While both vegetables have a similar flavor profile that can be described as slightly bitter and earthy, rutabagas are known for being slightly sweeter than turnips.
This makes them a great option for those who want a more mild taste in their dishes.
In terms of their physical appearance, turnips are smaller and have a white or purple top and a white flesh on the bottom.
Rutabagas, on the other hand, are larger and have a yellow or brownish top with a yellow flesh.
Turnips are typically harvested when they are small and tender, while rutabagas are left in the ground to grow larger.
As a result, rutabagas have a bit more of a woody texture than turnips.
Both turnips and rutabagas can be used in place of potatoes in many recipes to provide a slightly different flavor profile.
They are delicious roasted or mashed, and can add a unique element to soups and stews. They are also versatile in salads and are often used in root vegetable medleys.
Turnips Vs. Potatoes
When it comes to comparing turnips and potatoes, there are a few key differences to consider.
In terms of taste, as we’ve seen, turnips tend to have a bit of bitterness, while potatoes have a neutral flavor.
However, turnips can be cooked in a way that reduces their bitterness. For example, boiling them with a cut potato can help mellow out their taste.

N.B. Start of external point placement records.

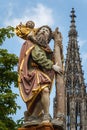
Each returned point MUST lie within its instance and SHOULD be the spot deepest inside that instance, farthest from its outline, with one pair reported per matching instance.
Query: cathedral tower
(76, 96)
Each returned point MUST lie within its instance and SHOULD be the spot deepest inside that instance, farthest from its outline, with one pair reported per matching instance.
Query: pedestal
(44, 126)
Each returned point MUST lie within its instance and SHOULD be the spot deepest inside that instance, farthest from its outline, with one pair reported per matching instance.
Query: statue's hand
(57, 35)
(57, 69)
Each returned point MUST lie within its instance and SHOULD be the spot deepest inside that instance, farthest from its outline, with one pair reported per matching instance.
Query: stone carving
(36, 70)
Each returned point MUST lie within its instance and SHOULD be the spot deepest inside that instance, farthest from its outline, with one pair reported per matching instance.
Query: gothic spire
(72, 31)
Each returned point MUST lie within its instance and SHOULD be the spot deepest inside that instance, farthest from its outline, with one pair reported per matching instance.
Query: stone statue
(36, 73)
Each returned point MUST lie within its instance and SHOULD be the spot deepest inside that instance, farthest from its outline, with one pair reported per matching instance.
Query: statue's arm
(39, 56)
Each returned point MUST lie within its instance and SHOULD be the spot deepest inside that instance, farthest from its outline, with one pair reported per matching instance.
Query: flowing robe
(35, 72)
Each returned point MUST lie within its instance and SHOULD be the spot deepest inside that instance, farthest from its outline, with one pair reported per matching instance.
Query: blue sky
(54, 13)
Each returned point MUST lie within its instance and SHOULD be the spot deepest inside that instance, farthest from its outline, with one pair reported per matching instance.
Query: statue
(36, 74)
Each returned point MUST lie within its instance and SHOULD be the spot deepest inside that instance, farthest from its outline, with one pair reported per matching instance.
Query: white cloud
(40, 14)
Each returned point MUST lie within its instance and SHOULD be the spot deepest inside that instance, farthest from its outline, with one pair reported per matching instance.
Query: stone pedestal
(45, 126)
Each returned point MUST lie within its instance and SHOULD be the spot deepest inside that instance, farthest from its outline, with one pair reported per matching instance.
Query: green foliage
(8, 77)
(6, 32)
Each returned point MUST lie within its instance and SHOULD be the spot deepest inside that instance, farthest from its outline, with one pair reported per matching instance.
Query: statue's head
(43, 35)
(30, 24)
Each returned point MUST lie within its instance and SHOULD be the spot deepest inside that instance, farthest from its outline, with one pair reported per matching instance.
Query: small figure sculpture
(36, 73)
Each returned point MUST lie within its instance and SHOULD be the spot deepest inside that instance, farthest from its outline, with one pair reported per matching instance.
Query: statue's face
(30, 24)
(43, 35)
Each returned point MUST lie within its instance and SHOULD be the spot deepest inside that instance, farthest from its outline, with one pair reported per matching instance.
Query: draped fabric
(32, 80)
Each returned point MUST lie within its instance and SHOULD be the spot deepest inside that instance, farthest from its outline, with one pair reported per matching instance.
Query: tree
(8, 76)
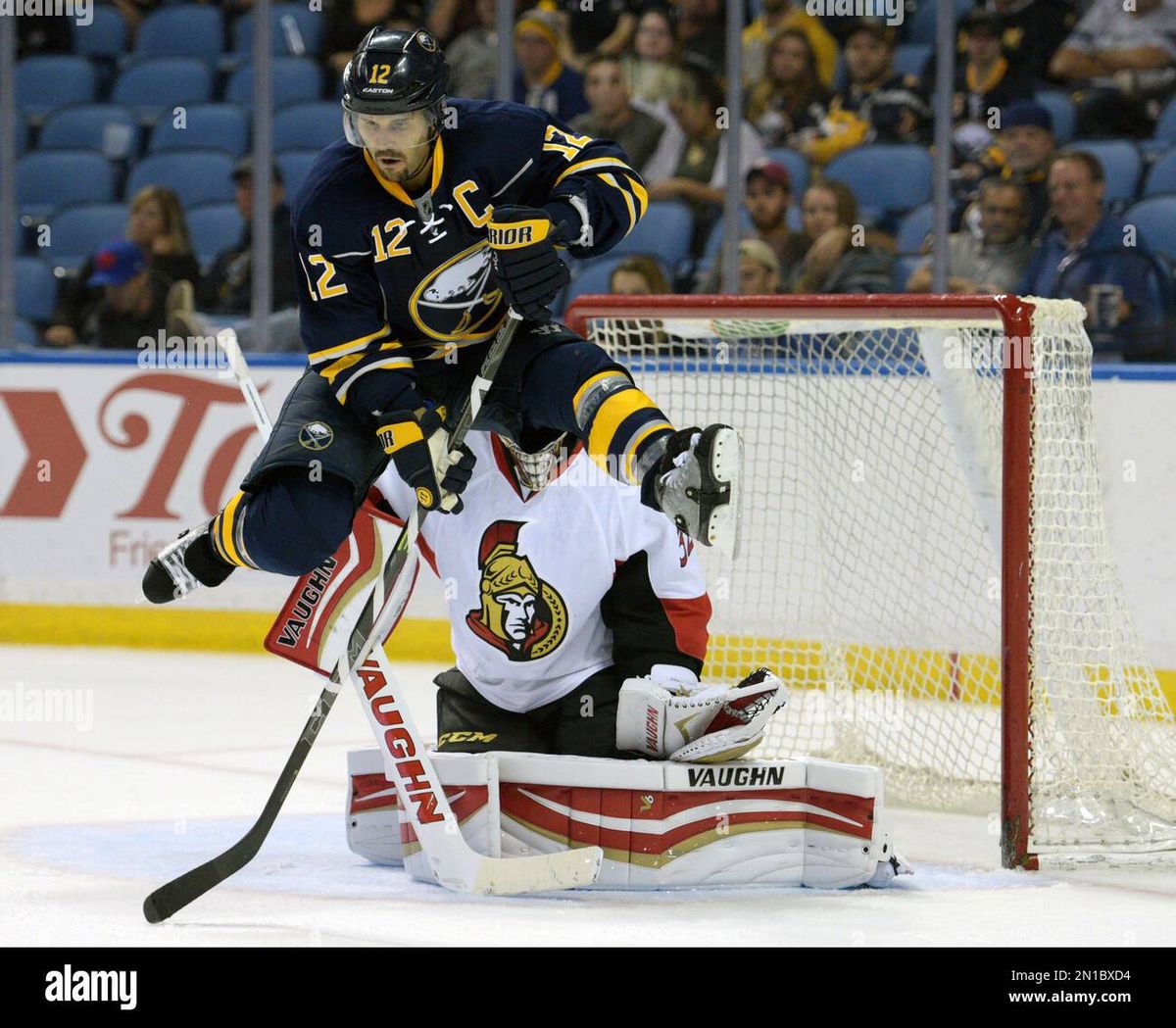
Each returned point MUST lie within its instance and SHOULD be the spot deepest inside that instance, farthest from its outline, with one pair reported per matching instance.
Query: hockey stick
(458, 867)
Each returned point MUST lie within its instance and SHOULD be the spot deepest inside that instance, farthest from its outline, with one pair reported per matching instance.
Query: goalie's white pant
(783, 822)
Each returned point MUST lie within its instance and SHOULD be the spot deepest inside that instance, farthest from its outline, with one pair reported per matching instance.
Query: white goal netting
(869, 576)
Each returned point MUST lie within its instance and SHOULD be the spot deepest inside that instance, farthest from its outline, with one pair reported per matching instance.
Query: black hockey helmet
(394, 71)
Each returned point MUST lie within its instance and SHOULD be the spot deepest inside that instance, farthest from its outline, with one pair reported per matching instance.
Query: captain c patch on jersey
(520, 614)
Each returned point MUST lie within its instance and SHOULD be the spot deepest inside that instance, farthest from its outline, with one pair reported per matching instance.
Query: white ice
(179, 752)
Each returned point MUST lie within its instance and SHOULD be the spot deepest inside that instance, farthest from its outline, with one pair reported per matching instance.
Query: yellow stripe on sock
(610, 416)
(224, 530)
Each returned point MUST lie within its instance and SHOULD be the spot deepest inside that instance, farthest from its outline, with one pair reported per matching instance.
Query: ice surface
(154, 762)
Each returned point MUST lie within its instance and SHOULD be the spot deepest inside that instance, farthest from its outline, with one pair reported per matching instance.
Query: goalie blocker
(780, 822)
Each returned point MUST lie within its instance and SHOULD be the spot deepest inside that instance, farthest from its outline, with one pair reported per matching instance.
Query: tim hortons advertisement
(104, 464)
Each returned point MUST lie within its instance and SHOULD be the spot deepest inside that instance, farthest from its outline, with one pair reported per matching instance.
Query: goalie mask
(393, 74)
(533, 459)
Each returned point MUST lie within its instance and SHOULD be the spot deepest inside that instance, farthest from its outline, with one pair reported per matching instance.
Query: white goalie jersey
(546, 588)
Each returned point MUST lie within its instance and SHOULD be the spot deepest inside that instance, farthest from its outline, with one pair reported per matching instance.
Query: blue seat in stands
(1122, 166)
(215, 227)
(195, 175)
(48, 82)
(886, 177)
(295, 80)
(183, 30)
(105, 36)
(1063, 112)
(1155, 220)
(294, 165)
(79, 229)
(664, 230)
(53, 177)
(307, 126)
(36, 289)
(283, 39)
(593, 276)
(205, 126)
(154, 86)
(914, 228)
(109, 128)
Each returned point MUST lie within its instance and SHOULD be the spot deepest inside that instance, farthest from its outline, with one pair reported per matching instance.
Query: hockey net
(921, 498)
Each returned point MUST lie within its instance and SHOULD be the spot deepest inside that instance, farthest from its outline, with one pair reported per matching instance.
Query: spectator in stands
(703, 32)
(227, 289)
(692, 166)
(653, 68)
(841, 257)
(638, 275)
(759, 270)
(1027, 144)
(1093, 258)
(775, 17)
(542, 79)
(987, 80)
(879, 105)
(995, 262)
(350, 21)
(789, 103)
(473, 57)
(612, 117)
(158, 227)
(132, 303)
(1122, 56)
(1032, 30)
(767, 199)
(601, 27)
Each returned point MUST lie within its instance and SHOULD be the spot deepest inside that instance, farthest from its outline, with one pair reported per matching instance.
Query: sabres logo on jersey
(458, 301)
(520, 614)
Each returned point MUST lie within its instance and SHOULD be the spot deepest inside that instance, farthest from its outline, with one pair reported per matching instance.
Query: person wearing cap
(1122, 56)
(1093, 258)
(767, 198)
(698, 163)
(227, 289)
(133, 298)
(542, 79)
(877, 106)
(612, 117)
(759, 270)
(994, 262)
(1032, 30)
(987, 80)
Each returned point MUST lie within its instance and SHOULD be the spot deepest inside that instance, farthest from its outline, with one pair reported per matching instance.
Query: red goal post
(1027, 409)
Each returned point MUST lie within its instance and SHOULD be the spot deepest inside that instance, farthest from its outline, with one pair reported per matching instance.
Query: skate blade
(726, 463)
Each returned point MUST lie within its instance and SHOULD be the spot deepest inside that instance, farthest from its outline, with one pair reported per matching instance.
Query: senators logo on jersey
(520, 614)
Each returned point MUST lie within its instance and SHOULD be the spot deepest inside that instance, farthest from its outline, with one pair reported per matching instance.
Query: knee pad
(294, 523)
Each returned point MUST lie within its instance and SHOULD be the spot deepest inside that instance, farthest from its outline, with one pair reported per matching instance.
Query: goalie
(579, 618)
(577, 615)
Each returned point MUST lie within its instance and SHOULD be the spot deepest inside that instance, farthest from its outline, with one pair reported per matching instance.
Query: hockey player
(563, 587)
(412, 238)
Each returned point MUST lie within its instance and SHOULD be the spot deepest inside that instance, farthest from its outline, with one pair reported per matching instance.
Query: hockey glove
(416, 447)
(529, 270)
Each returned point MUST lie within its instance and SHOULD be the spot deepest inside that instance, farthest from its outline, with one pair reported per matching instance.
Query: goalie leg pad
(782, 822)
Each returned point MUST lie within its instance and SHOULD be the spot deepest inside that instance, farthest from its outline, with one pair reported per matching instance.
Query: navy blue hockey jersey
(386, 279)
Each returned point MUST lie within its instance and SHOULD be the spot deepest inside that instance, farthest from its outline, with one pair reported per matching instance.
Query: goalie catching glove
(417, 448)
(526, 265)
(697, 723)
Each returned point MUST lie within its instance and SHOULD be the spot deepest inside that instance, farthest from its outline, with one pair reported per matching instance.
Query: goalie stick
(457, 865)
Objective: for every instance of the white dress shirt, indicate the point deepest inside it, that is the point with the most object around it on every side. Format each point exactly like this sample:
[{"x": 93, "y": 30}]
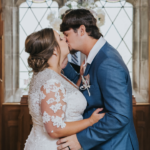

In terms of nutrients, turnips and potatoes have some differences as well. Turnips are high in vitamin C, while potatoes are higher in vitamin B6.
When it comes to carbohydrates, turnips are actually lower than potatoes, making them a good option for those who are watching their carb intake.
Despite their differences, turnips and potatoes do share some similarities. For example, both vegetables are high in fiber content and are grown in the ground.
They are also both very versatile in the kitchen and can be cooked in a variety of ways.
One interesting aspect of turnips is that they can be used as a substitute for potatoes in many recipes.
For those who are looking to reduce their carb intake or add some variety to their meals, turnips can be mashed, roasted, or used in a root vegetable medley just like potatoes.
This provides a unique flavor profile that can add depth to many dishes.
There we have it, turnips are an incredibly versatile vegetable that can be used in a variety of dishes.
They have a mild, slightly sweet and earthy flavor, making them a great addition to many recipes.
Turnips can be cooked in a variety of ways, from being boiled and mashed to being roasted in the oven or stir-fried.
They can also be eaten raw and are a great source of fiber, vitamins, and minerals.
With so many ways to enjoy them, turnips are sure to be a hit with anyone who gives them a try!